This feast is often used by Catholics to condemn the evil of abortion. I have already written something on the subject here. Today I would rather share some thoughts with you about the strange event to which the gospel refers: Herod’s murder of young boys in the Bethlehem district. The historicity of the event is often questioned, although we all know that not every villainy is documented in ways that would satisfy a court of law. What interests me, however, is Rachel ‘weeping for her children because they are no more’ (referring back to Jeremiah 31. 15 – 17).
In their original context these words relate to Israel’s experience of exile and restoration. I find unconvincing attempts to turn the words into some sort of messianic prophecy fulfilled in Jesus. I think Matthew uses the phrase to express the grief and hopelessness of Jewish mothers suffering the loss of their sons at Herod’s orders and links to Ramah because that is the place from which the Jews were gathered together for deportation to Babylon.

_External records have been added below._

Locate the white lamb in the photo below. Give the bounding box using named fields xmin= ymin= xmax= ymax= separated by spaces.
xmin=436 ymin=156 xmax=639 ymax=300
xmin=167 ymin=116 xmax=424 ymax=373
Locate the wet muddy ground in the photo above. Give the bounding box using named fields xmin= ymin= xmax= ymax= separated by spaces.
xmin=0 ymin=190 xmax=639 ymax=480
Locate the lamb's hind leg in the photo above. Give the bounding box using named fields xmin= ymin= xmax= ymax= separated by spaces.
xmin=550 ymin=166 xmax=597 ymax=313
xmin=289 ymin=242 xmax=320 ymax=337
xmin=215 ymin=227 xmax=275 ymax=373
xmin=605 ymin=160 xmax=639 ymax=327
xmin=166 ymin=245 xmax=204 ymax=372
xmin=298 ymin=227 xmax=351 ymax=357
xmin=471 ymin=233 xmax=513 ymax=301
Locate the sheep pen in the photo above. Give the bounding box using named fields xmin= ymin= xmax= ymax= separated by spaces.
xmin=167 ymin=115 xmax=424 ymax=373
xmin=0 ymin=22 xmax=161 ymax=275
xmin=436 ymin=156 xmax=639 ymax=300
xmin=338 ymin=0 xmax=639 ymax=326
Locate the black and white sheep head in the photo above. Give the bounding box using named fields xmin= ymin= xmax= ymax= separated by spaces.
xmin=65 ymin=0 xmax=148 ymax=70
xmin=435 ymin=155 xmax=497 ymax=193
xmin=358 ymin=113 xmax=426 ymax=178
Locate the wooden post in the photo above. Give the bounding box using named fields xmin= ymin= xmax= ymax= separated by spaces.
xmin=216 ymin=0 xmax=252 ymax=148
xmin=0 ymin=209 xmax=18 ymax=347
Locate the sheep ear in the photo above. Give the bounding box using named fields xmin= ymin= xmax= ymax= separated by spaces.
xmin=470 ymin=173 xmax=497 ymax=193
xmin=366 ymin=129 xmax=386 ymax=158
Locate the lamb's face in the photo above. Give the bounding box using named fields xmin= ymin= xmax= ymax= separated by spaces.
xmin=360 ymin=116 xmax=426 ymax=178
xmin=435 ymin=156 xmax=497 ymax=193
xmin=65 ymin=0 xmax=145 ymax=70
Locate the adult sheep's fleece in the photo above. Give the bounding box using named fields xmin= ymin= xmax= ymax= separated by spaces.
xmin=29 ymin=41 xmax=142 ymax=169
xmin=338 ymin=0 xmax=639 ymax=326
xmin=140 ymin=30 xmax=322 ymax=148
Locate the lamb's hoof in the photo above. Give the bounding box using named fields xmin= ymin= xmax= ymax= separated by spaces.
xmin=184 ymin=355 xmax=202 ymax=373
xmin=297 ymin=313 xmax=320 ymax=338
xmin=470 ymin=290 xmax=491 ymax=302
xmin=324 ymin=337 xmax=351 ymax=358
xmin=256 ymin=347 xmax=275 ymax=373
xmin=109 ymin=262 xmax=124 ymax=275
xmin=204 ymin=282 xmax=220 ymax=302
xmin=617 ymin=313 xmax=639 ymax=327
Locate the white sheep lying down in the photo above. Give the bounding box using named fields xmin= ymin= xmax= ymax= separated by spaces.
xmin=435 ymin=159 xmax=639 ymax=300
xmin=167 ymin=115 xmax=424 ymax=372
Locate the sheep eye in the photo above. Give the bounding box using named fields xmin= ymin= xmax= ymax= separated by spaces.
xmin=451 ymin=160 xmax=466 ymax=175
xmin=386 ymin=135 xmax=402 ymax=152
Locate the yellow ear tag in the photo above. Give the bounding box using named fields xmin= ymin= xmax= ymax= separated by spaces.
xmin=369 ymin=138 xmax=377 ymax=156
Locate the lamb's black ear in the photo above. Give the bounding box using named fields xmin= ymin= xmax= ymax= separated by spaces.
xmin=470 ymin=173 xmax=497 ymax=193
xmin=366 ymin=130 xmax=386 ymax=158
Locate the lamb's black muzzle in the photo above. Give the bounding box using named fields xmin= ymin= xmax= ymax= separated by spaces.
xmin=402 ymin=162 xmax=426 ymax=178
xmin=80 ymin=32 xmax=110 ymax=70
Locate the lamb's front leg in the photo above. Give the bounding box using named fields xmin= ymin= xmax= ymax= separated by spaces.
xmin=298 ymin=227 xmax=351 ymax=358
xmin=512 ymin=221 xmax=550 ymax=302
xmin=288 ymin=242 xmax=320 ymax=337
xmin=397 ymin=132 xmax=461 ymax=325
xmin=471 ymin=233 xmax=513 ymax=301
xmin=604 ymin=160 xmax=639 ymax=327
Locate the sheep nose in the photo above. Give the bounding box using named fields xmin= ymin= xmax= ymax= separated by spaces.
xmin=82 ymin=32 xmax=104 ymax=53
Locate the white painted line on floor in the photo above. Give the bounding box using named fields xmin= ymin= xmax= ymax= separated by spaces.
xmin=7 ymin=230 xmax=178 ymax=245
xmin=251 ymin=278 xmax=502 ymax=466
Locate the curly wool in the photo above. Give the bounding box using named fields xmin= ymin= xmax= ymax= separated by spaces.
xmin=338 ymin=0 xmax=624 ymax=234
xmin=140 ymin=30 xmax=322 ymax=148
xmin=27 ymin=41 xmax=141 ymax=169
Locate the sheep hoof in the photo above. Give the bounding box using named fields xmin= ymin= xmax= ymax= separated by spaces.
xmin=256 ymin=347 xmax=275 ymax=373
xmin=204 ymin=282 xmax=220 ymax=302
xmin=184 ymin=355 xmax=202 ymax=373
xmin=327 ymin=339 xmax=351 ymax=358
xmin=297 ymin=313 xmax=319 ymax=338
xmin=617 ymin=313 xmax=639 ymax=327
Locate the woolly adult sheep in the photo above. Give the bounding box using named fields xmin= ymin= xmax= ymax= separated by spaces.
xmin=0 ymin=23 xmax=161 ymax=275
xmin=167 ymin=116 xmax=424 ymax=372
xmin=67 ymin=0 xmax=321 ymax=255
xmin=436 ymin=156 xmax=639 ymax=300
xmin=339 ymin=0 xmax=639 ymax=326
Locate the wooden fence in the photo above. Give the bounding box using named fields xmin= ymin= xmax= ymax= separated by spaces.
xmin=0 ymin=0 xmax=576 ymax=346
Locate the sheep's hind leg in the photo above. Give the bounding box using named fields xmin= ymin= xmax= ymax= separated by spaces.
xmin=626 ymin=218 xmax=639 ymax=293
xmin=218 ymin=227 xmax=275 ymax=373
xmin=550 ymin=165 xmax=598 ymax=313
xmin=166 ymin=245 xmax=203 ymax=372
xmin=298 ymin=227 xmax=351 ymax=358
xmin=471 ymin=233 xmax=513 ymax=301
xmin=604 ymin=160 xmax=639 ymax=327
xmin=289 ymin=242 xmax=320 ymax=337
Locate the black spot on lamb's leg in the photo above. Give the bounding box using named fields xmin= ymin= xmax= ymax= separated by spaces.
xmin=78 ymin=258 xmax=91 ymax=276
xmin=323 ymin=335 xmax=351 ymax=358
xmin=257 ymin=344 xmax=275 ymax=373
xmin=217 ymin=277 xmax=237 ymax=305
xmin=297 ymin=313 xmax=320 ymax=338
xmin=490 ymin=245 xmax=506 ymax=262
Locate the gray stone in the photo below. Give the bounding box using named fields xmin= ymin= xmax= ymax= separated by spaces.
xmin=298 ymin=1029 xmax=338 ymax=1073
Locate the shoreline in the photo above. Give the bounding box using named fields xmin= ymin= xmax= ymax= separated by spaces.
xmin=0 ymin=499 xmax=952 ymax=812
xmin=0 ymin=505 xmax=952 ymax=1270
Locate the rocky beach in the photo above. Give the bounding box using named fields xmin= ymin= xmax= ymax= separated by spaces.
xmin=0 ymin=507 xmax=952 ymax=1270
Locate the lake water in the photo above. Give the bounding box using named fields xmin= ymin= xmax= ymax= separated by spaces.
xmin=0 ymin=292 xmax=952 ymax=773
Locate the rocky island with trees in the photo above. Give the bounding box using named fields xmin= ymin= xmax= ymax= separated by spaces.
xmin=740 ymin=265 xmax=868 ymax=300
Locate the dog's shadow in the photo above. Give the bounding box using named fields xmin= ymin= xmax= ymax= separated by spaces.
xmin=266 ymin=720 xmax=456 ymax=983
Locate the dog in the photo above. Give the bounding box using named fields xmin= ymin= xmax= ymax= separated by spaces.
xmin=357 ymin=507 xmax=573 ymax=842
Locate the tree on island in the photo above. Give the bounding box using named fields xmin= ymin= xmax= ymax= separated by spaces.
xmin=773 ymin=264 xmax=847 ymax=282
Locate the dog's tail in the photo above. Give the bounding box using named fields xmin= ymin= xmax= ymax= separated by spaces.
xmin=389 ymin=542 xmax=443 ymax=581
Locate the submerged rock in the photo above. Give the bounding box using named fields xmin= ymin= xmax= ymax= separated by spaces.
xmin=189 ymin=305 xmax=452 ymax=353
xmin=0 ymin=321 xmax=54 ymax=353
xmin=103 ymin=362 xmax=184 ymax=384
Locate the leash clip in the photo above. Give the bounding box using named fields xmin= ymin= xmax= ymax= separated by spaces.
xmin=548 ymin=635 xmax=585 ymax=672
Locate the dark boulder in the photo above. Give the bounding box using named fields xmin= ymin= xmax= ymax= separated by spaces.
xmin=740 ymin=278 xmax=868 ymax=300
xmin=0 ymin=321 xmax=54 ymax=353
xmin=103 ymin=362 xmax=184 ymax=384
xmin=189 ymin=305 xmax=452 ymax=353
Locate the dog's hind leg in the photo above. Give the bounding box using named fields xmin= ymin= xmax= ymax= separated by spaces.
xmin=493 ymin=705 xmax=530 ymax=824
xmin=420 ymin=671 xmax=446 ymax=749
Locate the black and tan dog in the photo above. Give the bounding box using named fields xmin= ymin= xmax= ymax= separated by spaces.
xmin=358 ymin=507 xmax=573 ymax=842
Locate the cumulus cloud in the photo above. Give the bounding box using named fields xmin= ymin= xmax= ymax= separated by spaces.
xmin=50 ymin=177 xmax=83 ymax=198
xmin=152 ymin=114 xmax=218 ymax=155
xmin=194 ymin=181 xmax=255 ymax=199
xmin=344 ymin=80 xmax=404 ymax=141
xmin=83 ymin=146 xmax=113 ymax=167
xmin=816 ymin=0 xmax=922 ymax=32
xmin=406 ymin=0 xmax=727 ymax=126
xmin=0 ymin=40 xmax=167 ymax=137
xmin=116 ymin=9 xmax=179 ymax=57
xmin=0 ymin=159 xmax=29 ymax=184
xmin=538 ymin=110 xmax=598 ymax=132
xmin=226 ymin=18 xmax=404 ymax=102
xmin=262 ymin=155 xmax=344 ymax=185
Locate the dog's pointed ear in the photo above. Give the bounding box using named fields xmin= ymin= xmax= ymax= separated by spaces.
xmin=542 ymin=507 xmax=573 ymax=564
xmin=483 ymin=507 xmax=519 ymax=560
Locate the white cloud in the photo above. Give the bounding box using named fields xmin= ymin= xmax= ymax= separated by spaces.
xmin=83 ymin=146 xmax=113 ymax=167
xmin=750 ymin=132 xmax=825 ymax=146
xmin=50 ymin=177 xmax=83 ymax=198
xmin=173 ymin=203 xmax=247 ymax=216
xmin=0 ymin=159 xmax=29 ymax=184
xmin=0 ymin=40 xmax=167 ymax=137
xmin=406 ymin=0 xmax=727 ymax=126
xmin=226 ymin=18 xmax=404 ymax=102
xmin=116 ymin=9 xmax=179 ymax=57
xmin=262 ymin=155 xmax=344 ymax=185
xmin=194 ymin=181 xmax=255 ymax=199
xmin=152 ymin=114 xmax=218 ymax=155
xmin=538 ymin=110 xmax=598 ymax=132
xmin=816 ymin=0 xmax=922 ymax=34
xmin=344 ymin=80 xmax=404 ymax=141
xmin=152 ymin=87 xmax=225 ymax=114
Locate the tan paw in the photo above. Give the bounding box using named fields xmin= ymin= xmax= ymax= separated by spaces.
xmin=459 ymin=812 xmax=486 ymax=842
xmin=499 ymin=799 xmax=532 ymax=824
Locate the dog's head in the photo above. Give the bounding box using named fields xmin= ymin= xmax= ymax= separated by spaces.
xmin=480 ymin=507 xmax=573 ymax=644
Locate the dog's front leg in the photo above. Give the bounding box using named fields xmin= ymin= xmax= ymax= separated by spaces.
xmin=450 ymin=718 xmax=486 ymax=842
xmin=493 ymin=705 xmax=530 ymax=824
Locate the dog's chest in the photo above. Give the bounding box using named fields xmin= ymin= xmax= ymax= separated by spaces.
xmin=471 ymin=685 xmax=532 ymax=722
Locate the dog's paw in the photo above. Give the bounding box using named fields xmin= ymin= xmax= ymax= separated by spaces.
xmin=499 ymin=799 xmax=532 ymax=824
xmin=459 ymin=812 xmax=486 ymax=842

It is, if you like, a coded message: death and destruction were not far from Jesus from the very beginning of his earthly existence as they have never been very far from any of the Chosen People.
There are a number of Jewish midrashim on ‘Rachel weeping’ which add to our sense of the universalism of Matthew’s point. In one of them Rachel moves heaven and earth and the Holy One, blessed be he, to weep with her; in another she not only weeps but argues with God and prevails upon him to rescue Israel from danger. In other words, the grief of Rachel is the grief of every generation which experiences death and exile.
Today, with so many refugees in the world and the borders of many hitherto hospitable nations being closed against them, we could spend a few moments thinking about the plight of those who, like the Master we follow, ‘have not where to lay their heads’ and whose lives are vulnerable to attack. Tyranny did not die with Herod, nor did the coming of the Prince of Peace destroy the cruelty in human hearts.